AE 09: Feature engineering with recipes

Peer-to-peer lender

Published

October 9, 2023

Important

Go to the course GitHub organization and locate your ae-09 repo to get started.

Render, commit, and push your responses to GitHub by the end of class. The responses are due in your GitHub repo no later than Thursday, October 12 at 11:59pm.

Packages + data

library(tidyverse)
library(tidymodels)
library(knitr)
library(openintro)

The data for this AE is from the loan50 data set in the openintro R package. We will focus on the following variables:

Predictors

  • annual_income: Annual income (in US dollars)
  • debt_to_income: Debt-to-income ratio, i.e. the percentage of a borrower’s total debt divided by their total income
  • verified_income: Whether borrower’s income source and amount have been verified (Not Verified, Source Verified, Verified)

Response

  • interest_rate: Interest rate for the loan (0- 100)

Analysis goal

The goals of this analysis are to build a recipe to fit a linear regression model on the training data that has the following features:

  • annual_income rescaled to thousands of dollars
  • Mean-centered quantitative variables
  • Indicator (dummy) variables for the categorical predictor
  • Interaction term between rescaled annual_income and verified_income

and (2) use prep() and bake() to check the recipe

Test/train split

Fill in the code to split the data into 90% training, 10% testing.

Important

Remove #| eval: false from the code chunk.

set.seed(123)

loans_split <- initial_split(loan50, prop = _____)
loan_train <- training(_____)
loan_test  <- _____(loan_split)

Build a recipe

  • Use step_mutate() to create a new variable annual_income_th that is annual_income rescaled to thousands of dollars

  • Use step_center() to mean-center quantitative variables

  • Use step_dummy() to create indicator variables for the categorical predictor

  • Use step_interact() to create interaction between annual_income_th and verified_income

Important

Remove #| eval: false from the code chunk.

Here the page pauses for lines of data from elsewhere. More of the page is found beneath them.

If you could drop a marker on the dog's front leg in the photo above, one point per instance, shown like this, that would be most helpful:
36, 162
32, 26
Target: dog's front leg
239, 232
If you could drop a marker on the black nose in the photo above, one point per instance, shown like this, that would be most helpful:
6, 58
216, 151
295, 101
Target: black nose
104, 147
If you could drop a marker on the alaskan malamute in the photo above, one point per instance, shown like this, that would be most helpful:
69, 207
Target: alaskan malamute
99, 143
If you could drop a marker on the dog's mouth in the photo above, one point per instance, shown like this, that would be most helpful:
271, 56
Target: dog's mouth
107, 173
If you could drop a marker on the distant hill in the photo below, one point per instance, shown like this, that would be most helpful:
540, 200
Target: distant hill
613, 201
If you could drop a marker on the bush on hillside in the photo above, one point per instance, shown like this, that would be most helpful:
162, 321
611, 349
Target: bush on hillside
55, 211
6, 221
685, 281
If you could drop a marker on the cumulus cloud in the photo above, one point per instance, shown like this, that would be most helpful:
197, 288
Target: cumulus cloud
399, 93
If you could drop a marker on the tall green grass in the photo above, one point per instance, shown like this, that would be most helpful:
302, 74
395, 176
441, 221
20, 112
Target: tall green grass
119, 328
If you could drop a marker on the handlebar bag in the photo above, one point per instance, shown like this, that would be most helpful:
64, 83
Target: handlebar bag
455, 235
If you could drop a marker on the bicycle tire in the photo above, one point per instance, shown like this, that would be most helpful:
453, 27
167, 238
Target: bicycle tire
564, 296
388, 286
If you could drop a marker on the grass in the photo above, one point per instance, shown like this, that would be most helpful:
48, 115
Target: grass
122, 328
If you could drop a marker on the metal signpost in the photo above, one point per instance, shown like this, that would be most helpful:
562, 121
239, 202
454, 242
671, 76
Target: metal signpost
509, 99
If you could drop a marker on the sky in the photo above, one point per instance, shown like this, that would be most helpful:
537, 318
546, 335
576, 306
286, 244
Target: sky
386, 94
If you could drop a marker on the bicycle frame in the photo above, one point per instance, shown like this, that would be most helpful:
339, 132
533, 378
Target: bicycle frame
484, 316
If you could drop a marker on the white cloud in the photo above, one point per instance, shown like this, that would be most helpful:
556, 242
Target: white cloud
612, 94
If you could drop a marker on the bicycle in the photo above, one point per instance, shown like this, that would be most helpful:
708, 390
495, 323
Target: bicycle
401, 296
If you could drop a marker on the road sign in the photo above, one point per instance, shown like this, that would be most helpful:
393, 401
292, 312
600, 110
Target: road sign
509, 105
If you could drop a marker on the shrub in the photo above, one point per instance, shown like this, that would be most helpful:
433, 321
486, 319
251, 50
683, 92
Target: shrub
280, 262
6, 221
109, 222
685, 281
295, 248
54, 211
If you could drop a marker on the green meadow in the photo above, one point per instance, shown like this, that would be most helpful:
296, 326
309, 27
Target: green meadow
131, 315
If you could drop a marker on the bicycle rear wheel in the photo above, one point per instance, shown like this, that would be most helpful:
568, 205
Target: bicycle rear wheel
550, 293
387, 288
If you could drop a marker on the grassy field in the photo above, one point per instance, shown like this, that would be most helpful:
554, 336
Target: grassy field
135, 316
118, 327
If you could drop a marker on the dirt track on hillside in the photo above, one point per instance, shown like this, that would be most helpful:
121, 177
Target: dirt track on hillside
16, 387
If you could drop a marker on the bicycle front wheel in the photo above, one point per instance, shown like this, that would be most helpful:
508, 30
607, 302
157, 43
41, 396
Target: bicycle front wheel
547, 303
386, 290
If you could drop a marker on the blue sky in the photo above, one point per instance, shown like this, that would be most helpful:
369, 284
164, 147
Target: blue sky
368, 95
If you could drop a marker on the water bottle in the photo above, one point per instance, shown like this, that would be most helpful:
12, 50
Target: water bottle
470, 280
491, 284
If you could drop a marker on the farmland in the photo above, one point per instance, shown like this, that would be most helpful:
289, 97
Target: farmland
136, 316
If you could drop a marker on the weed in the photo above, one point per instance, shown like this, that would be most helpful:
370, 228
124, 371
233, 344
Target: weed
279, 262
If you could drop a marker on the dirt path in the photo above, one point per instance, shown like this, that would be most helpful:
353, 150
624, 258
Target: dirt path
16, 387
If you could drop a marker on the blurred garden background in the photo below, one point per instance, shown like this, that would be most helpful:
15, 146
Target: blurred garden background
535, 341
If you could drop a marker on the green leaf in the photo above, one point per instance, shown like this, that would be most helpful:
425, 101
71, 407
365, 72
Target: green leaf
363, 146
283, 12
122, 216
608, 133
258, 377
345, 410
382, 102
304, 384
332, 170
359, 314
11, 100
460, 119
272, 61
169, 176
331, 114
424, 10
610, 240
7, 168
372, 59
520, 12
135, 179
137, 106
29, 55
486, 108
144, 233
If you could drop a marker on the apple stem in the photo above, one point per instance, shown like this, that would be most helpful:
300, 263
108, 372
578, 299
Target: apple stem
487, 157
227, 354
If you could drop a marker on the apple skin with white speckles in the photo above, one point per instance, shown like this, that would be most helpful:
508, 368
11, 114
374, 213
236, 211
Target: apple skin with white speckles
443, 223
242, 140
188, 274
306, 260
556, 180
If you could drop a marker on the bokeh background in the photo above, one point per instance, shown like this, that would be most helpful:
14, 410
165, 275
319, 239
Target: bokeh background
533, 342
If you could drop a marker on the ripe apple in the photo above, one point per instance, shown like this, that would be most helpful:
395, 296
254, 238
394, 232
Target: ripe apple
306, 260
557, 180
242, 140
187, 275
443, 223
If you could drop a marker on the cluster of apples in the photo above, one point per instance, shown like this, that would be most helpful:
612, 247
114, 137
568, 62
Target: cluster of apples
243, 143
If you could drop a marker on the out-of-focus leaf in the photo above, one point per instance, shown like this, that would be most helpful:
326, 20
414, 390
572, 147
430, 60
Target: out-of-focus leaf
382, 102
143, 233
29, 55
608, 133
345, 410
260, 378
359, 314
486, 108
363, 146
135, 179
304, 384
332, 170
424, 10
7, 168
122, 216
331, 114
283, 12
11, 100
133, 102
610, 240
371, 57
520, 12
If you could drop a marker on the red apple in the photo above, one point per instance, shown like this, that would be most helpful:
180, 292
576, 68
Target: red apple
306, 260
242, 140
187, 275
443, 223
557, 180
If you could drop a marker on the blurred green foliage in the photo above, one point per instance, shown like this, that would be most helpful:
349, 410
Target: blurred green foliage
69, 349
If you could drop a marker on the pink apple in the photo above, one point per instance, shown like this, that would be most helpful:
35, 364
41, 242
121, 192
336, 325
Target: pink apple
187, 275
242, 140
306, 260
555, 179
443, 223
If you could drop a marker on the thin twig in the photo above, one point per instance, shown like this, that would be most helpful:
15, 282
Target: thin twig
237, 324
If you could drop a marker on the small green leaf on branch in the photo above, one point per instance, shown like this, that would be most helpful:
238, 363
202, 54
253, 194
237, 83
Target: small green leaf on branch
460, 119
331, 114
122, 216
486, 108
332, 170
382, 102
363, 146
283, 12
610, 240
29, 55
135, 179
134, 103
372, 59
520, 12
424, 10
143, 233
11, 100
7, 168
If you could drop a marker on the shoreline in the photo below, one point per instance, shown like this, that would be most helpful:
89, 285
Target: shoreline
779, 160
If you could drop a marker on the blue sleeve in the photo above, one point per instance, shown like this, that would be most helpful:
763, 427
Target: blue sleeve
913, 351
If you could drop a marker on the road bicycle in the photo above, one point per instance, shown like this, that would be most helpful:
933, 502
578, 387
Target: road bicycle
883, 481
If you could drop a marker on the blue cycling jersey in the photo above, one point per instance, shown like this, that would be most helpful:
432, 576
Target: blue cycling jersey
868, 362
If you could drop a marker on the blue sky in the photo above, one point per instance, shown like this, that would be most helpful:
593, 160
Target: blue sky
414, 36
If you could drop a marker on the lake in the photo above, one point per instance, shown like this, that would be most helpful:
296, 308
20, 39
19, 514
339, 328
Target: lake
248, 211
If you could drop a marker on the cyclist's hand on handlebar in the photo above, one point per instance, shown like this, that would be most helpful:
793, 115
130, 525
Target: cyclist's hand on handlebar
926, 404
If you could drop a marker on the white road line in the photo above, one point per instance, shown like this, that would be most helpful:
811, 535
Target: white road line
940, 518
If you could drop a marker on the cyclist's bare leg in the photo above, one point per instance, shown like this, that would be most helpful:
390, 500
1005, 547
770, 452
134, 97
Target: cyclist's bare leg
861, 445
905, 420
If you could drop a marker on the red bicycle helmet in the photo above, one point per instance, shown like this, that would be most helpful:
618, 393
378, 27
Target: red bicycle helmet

# use original variables when specifying recipe
loan_rec <-  recipe(interest_rate ~ annaul_income + debt_to_income + verified_income, 
                    data = loan_train) |>
  # add recipe steps
loan_rec

Check recipe using prep() and bake()

Remove #| eval: false from the code chunk

# determine required parameters to be estimated
loan_rec_trained <- prep(loan_rec)

# apply recipe computations to data
bake(loan_rec_trained, loan_train) |>
  glimpse()

To submit the AE

Important
  • Render the document to produce the PDF with all of your work from today’s class.
  • Push all your work to your ae-09 repo on GitHub. (You do not submit AEs on Gradescope).